Морфия страшился… Наслушался солдатских рассказов про то, как в полевых госпиталях кололи морфий то ли по сердобольности, то ли чтобы избавиться от тяжких криков; потом оказывалось: вырабатывалась привычка, бедолага уже не владел собой, кричал, молил, плакал, чтобы укололи, иначе умрет. На всю жизнь оставалось такое. Морфинисты, наркоманы. Избави боже от такой судьбы. Алексей готов был переносить все, никакого морфия не надо ему. Терпеть до последнего. И в этой своей готовности видел еще одну надежду на то, что выстоит, встанет, пойдет.

Алексея качнуло. Откуда-то издали подошла зеленовато-желтая волна, мягко окутала его и понесла. В каком-то невесомом прозрачном тумане. Тело его, налитое свинцово-ноющей тяжестью, словно теряло свой вес. Боль отступала, задавленно ныла.

«Вот какое бывает лекарство!» — с придушенным ликованием подумал Алексей.

Его втягивало в странный цветной мир. То ли явь, то ли сон, то ли воспоминания, ставшие надеждой.

Он видел себя маленьким, голым, у моря, на горячем песке, и рядом загорелую маму в цветастом сарафане, вытряхивавшую из туфли песок. И тут же, вполне осознанно, прикидывал, как он сразу же после госпиталя — к морю. Он знал, куда именно. В рыбацкую станицу Голубицкую. Возле родного Темрюка. К низким домикам рыбацкой бригады.

Растянуться на песке возле просмоленной, сохнущей на солнце байды или в тень под палатку, хлопающую на высоких кольях. И чтобы солоноватое свежее дыхание моря чуть остужало накаленное зноем тело…

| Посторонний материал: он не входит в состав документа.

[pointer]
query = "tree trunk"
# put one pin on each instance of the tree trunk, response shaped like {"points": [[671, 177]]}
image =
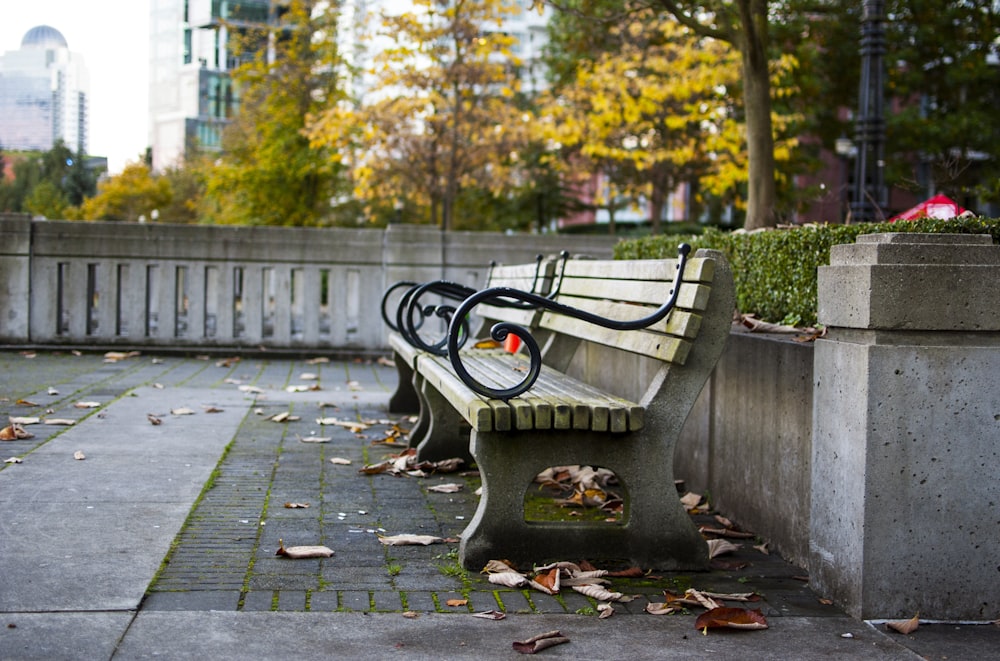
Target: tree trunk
{"points": [[761, 191]]}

Впервые после ранения, словно въявь, увидел Ольгу Николаевну. Бежала к нему по песку, завивалось платье между ног, в руках босоножки. Но глаза почему-то блеклые, слепые, невидящие…

И вновь накатывалось туманно-легкое, зеленовато-желтое.

Теперь уже, казалось Алексею, можно будет выдержать все. Укрощенная боль ныла, придавленно скулила в глубинах. Значит, есть лекарство, которое может помочь, облегчить, и, видимо, оно безвредное, раз его так решительно назначил врач. Вот оно, истинное сострадание!

А как он плохо подумал об этом враче поначалу. Писателем себя вообразил. Отгадчиком человеческих душ. Вот и доверяй первому впечатлению!

Пантопон! Пантопон! Надо запомнить, не забыть.

И когда его готовили к отправке самолетом в новый фронтовой госпиталь и боль вновь подступила, яростно напомнила о себе, он тут же торопливо попросил сестру:

— Уколите, пожалуйста, пантопон.

Дежурная сестра, уже другая, не вчерашняя, с морщинами у глаз, как-то странно взглянула на Алексея, хотела, видимо, что-то сказать, но ее громко окликнул все тот же врач с рыжими усиками; закатанные до локтей рукава халата открывали волосатые бугристые руки — он подписывал у столика бумаги. Сестра что-то сказала врачу, он, приподнявшись со стула, глянул в сторону Ялового, разрешающе махнул рукой.